Jaime lunged at Kyle. The same violent urge blistered the sinew of Brienne’s muscles, eroding her instincts. Kyle recoiled, eyes on the red-etched lions that had savaged him.

Her hand grasped Jaime’s shoulders, yanking him back with more force than she would’ve thought necessary. His muscles tensed, quivering under her palms.

Kyle settled back as though nothing had happened, smiling lazily as he glanced around the broken conversations to make sure West Eros High was fixed on the spectacle.

“Leash your housecat,” he joked at Brienne. “One taste of hellcat was enough for me.” He raised his brows, eyes drifting toward parts of her that made her want to vomit.

Laughter swelled as if scripted. Kyle didn’t need to finish his insinuation for everyone to hear the word and lob it at her. Crudities clawed her back, leaving burning trails in the rents.

Jaime jolted under her fingers, almost slipped her grip. She hissed his name under her breath and held firm until he stopped tugging against her restraint. Jaime stilled, became a taut wire alive with energy.

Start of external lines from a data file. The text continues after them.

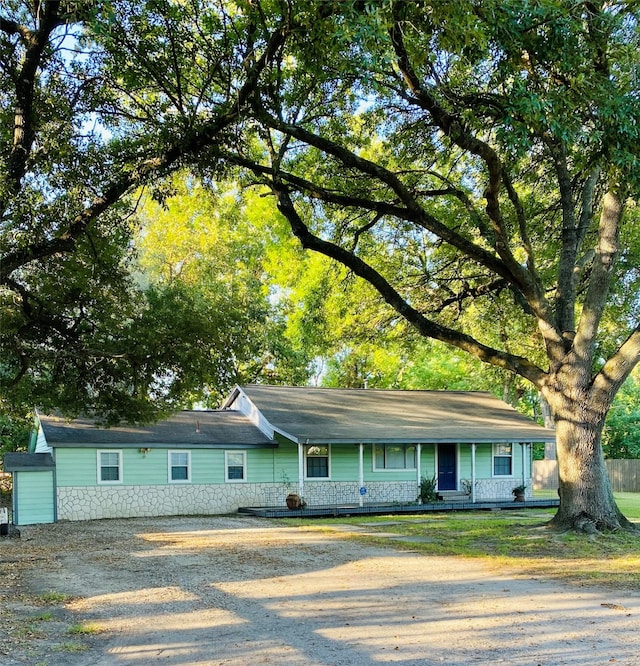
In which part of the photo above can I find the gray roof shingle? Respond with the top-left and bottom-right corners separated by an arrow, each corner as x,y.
226,385 -> 555,443
40,410 -> 274,448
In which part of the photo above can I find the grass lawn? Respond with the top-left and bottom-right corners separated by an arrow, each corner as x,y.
287,493 -> 640,589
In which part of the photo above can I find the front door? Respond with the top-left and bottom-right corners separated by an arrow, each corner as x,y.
438,444 -> 458,490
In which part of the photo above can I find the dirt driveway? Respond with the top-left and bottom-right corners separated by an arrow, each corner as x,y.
0,517 -> 640,666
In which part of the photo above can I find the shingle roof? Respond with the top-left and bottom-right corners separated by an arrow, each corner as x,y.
225,385 -> 555,443
40,410 -> 274,448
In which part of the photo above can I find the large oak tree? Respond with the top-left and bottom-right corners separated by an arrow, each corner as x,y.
230,0 -> 640,531
0,0 -> 640,530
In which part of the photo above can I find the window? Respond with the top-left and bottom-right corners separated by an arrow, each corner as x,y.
493,444 -> 513,476
98,451 -> 122,483
304,445 -> 329,479
224,451 -> 247,481
373,444 -> 416,471
169,451 -> 191,483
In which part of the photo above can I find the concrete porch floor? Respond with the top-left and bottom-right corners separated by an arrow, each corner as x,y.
238,498 -> 560,518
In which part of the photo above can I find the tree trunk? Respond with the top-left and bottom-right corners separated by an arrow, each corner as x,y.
551,396 -> 636,533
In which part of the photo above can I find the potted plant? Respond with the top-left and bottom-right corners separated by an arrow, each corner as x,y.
285,493 -> 306,509
418,476 -> 438,504
511,483 -> 527,502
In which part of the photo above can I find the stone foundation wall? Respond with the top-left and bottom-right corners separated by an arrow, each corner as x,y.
304,481 -> 418,506
58,479 -> 532,520
58,483 -> 284,520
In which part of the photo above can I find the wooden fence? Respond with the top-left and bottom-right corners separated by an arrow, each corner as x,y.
533,460 -> 640,493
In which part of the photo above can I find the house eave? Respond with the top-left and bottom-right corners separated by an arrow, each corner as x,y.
50,442 -> 278,449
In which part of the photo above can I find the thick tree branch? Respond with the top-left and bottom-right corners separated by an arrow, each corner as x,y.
0,2 -> 62,202
390,15 -> 560,347
574,191 -> 622,359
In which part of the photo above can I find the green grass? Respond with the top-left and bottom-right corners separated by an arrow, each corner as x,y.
287,493 -> 640,589
39,591 -> 71,604
67,624 -> 102,636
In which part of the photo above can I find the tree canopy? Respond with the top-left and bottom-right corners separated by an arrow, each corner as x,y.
0,0 -> 640,530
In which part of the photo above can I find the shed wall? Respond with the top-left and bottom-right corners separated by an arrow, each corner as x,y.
13,469 -> 56,525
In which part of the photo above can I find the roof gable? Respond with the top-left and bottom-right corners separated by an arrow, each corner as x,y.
225,385 -> 555,443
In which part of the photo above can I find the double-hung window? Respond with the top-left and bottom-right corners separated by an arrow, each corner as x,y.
98,451 -> 122,483
169,451 -> 191,483
224,451 -> 247,482
493,444 -> 513,476
304,445 -> 329,479
373,444 -> 416,471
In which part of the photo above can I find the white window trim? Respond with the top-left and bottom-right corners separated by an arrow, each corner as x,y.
304,444 -> 331,481
491,442 -> 515,479
96,449 -> 123,486
371,444 -> 418,474
167,449 -> 191,483
224,450 -> 249,483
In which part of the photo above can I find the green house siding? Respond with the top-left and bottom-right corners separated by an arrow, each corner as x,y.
56,447 -> 290,488
13,470 -> 56,525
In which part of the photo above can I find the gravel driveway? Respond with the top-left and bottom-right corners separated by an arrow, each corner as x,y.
0,517 -> 640,666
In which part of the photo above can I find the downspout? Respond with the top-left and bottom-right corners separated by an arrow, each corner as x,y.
471,442 -> 477,503
358,442 -> 364,507
298,440 -> 309,497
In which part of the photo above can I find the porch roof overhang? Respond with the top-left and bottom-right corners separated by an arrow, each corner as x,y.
225,385 -> 555,444
4,453 -> 56,472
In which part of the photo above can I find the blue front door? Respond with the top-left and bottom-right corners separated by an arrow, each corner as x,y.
438,444 -> 458,490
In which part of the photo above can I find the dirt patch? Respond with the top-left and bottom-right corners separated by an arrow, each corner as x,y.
0,517 -> 640,666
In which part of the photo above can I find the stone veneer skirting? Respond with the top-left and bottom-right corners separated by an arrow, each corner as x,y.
57,479 -> 531,520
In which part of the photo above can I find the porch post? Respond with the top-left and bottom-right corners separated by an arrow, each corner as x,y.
298,442 -> 304,497
358,442 -> 364,506
471,442 -> 476,502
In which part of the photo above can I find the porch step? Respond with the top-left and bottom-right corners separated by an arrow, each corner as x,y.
436,490 -> 471,502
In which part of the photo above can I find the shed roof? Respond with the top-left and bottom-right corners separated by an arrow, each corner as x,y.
40,410 -> 275,448
225,385 -> 555,443
4,453 -> 56,472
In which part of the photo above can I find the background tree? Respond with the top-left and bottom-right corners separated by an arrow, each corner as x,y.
228,0 -> 640,531
0,0 -> 290,421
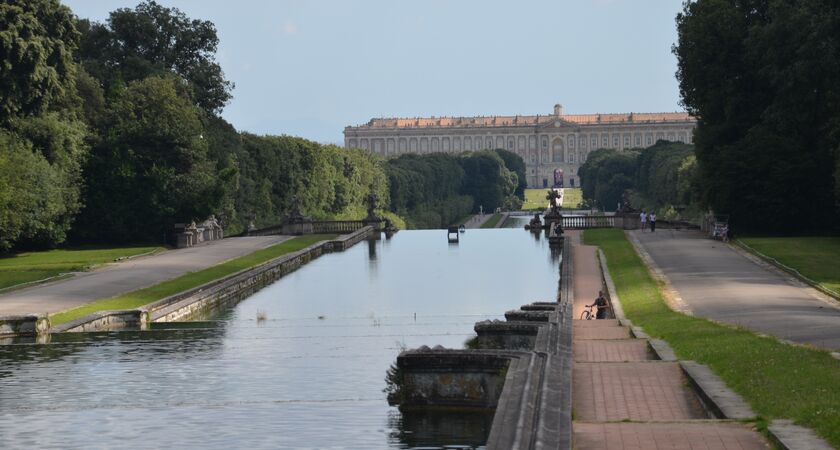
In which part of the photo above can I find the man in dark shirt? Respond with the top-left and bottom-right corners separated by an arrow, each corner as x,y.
586,291 -> 610,319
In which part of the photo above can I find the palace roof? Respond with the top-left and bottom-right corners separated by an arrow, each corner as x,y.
348,112 -> 695,128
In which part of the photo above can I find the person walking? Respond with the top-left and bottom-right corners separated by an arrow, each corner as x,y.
586,291 -> 610,319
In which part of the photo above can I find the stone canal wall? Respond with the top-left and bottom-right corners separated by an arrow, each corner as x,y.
50,309 -> 149,333
45,226 -> 374,332
389,237 -> 574,450
0,315 -> 49,337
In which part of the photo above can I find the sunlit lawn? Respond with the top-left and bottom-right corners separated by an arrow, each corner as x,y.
522,189 -> 548,211
50,234 -> 336,325
0,247 -> 164,289
563,188 -> 583,209
584,230 -> 840,448
740,237 -> 840,293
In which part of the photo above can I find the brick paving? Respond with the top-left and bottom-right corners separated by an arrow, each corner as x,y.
574,319 -> 618,328
572,361 -> 708,421
573,339 -> 653,362
574,325 -> 630,340
574,422 -> 770,450
572,235 -> 770,450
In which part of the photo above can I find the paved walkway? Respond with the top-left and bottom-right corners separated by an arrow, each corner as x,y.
567,236 -> 768,450
0,236 -> 289,316
631,230 -> 840,350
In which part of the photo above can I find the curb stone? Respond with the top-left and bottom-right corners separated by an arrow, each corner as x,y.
767,420 -> 833,450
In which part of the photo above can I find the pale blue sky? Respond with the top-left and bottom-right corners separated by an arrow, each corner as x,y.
62,0 -> 682,143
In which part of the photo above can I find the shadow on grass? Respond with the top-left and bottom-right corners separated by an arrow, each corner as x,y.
584,230 -> 840,448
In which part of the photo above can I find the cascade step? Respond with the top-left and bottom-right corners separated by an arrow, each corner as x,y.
572,361 -> 709,421
572,319 -> 621,328
572,339 -> 657,362
574,422 -> 770,450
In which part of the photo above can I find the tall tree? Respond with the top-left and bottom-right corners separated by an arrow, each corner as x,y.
674,0 -> 840,231
0,0 -> 79,123
79,0 -> 234,113
73,77 -> 220,242
0,0 -> 88,251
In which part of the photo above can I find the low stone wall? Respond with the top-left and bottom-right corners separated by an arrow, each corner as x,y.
50,309 -> 149,333
505,308 -> 554,322
389,237 -> 574,450
473,318 -> 548,350
0,315 -> 49,337
41,226 -> 373,332
146,226 -> 373,322
389,346 -> 515,410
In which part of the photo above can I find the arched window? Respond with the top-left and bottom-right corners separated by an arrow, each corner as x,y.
551,138 -> 565,162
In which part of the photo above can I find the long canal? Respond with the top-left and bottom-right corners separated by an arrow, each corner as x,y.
0,227 -> 558,449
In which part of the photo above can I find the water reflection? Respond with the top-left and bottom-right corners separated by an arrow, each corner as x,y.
388,411 -> 493,448
0,229 -> 558,449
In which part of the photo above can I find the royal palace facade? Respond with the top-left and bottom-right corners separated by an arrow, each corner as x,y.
344,105 -> 695,188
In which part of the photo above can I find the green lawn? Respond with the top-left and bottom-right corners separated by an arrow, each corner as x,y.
584,230 -> 840,448
522,189 -> 548,211
481,214 -> 502,228
0,247 -> 164,289
740,237 -> 840,293
50,234 -> 336,325
562,188 -> 583,209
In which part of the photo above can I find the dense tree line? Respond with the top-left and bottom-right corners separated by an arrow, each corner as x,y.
386,150 -> 525,228
0,0 -> 398,251
578,141 -> 701,216
0,0 -> 525,251
674,0 -> 840,231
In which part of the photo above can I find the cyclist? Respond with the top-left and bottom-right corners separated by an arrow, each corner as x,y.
586,291 -> 610,319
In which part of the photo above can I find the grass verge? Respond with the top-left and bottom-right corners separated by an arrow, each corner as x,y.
739,237 -> 840,293
50,234 -> 336,325
0,247 -> 164,290
561,188 -> 583,209
522,188 -> 548,211
584,230 -> 840,448
481,214 -> 502,228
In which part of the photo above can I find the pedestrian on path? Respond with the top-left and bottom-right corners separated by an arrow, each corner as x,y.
586,291 -> 610,319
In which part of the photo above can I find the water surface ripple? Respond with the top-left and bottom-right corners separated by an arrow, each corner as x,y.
0,229 -> 558,449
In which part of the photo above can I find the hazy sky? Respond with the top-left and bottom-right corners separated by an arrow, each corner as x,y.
62,0 -> 682,143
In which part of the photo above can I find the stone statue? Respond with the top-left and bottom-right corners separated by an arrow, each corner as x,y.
365,192 -> 379,219
289,195 -> 303,219
545,189 -> 560,210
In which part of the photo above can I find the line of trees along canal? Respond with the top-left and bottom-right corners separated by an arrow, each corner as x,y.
0,0 -> 524,251
579,0 -> 840,233
674,0 -> 840,232
578,141 -> 702,219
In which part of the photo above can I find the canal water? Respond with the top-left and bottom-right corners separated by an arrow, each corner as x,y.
0,228 -> 558,449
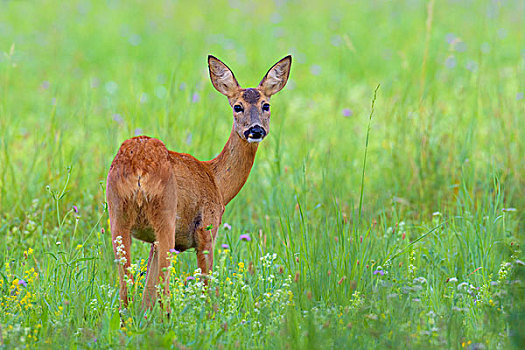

“Call me crazy,” he retorted, missing offhand entirely. “I like to date girls, not assault them.”

“Brienne enjoys love bites.” Kyle caught his lip between his teeth, licked away the suggestion.

“She does!”

Brienne and Jaime turned as one. Her hands dropped to catch in his elbows, making them a smaller target. The boy grinning at them had a hooknose, wiry hair, and eagerness in his eyes. She didn’t know who he was.

“But kiss quick, Lannister. She’s hard to pin down for long.”

Kyle and the boy exchanged a loaded glance, and the pieces came together in a sick swirl of clarity.

Brienne looked over her shoulder, fighting the angry moisture flecking her eyes. Cersei loitered behind a cluster of baseball players, alone and seemingly unconcerned by the show, but her attention was fixed on Brienne. Upturned lips gave her face a sinister kind of satisfaction; to Brienne it looked fixed into place. The senior’s jaw was tight, back ramrod straight as she feigned disinterest.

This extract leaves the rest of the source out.